The fact that you believe this is a reasonable first step leads me to
believe that you have not given much thought to the fact that even if you
use a 32-bit Unicode encoding, a character can take up more than 32 bits
(and likewise for 16-bit and 8-bit encodings. Unicode characters are not
fixed-width data in any encoding.
Yes, but a codepoint is 32-bits, and codepoints can come in any sequence. A
given sequence of codepoints may or may not have a valid semantic meaning as a
"character", but that is like debating whether or not "fjkp" is a valid word
--- beyond the scope of basic string handling facilities.
...
...
2) define iterator adapters to convert a sequence of one Unicode character
type to another.
This is also not as easy as you seem to believe that it is, because even
within one encoding many strings can have multiple representations.
That is why there are various canonical forms defined. We should provide a
means of converting to the canonical forms.

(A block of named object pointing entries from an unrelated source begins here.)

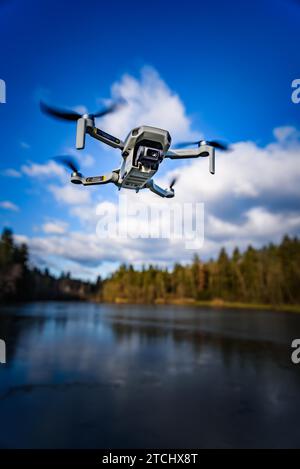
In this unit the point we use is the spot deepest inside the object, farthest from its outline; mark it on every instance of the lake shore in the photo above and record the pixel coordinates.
(218, 303)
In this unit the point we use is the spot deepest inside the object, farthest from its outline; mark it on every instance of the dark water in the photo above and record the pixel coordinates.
(85, 375)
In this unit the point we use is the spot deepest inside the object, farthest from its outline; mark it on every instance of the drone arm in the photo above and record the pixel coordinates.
(169, 193)
(177, 154)
(113, 177)
(104, 137)
(201, 151)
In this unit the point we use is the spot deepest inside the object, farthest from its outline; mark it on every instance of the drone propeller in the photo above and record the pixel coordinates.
(173, 182)
(68, 162)
(213, 143)
(73, 116)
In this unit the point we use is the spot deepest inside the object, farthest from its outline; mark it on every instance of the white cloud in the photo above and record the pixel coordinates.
(55, 227)
(70, 194)
(10, 172)
(7, 205)
(150, 102)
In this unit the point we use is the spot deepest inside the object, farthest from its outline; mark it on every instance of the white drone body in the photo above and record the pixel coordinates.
(143, 151)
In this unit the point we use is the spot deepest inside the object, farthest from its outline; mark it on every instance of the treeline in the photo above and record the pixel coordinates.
(270, 275)
(19, 282)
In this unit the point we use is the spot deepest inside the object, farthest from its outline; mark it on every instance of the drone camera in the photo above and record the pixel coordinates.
(149, 156)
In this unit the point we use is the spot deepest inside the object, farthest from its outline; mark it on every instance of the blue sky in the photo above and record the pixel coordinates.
(229, 65)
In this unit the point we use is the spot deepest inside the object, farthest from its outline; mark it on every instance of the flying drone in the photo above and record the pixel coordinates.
(143, 151)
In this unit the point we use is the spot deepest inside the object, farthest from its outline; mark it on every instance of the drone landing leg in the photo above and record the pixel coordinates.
(168, 193)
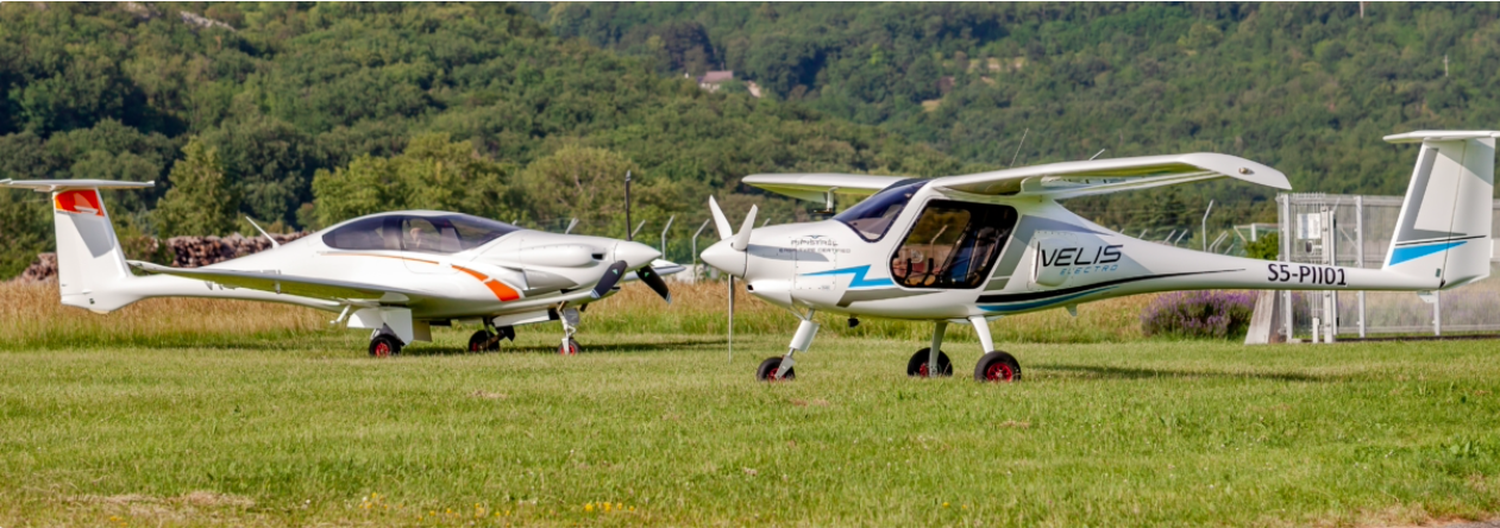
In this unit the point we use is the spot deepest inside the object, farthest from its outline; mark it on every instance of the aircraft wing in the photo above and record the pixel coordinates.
(815, 186)
(1103, 176)
(294, 285)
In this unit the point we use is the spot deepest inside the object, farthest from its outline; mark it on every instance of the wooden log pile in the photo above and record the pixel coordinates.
(186, 252)
(203, 251)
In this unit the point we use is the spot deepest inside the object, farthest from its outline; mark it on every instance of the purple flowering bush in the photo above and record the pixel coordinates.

However, this is independent of Unicode encoding --- the same sequence of code
points can be represented in each Unicode encoding in precisely one way.
...
...
3) define char_traits specialisations (as necessary) in order to get
basic_string working with Unicode character sequences, typedef the
appropriate string types:
typedef basic_string<utf8_t> utf8_string; // etc
This is not a good idea. If you do this, you will produce a basic_string
which can violate well-formedness of Unicode strings when you use any
mutation algorithm other than concatenation, or you will violate performance
guarantees of basic_string.
Yes. basic_string<CharType> relies on each CharType being a valid entity in
its own right --- for Unicode this means it must be a single Unicode code
point, so using basic_string for UTF-8 is out.

You are right that Unicode does not play fair with most standard locale
facilities, especially case conversions (1-1, 1-many, 1-0, context sensitivity
(which could be seen as many-many), locale specifics).

Collation is one area where the standard library facilities should be OK,
since the standard library collation support deals with whole strings. When
you install the collation facet in your locale, you choose the Unicode
collation options that are relevant to you.

Anthony
-- 
Anthony Williams
Senior Software Engineer, Beran Instruments Ltd.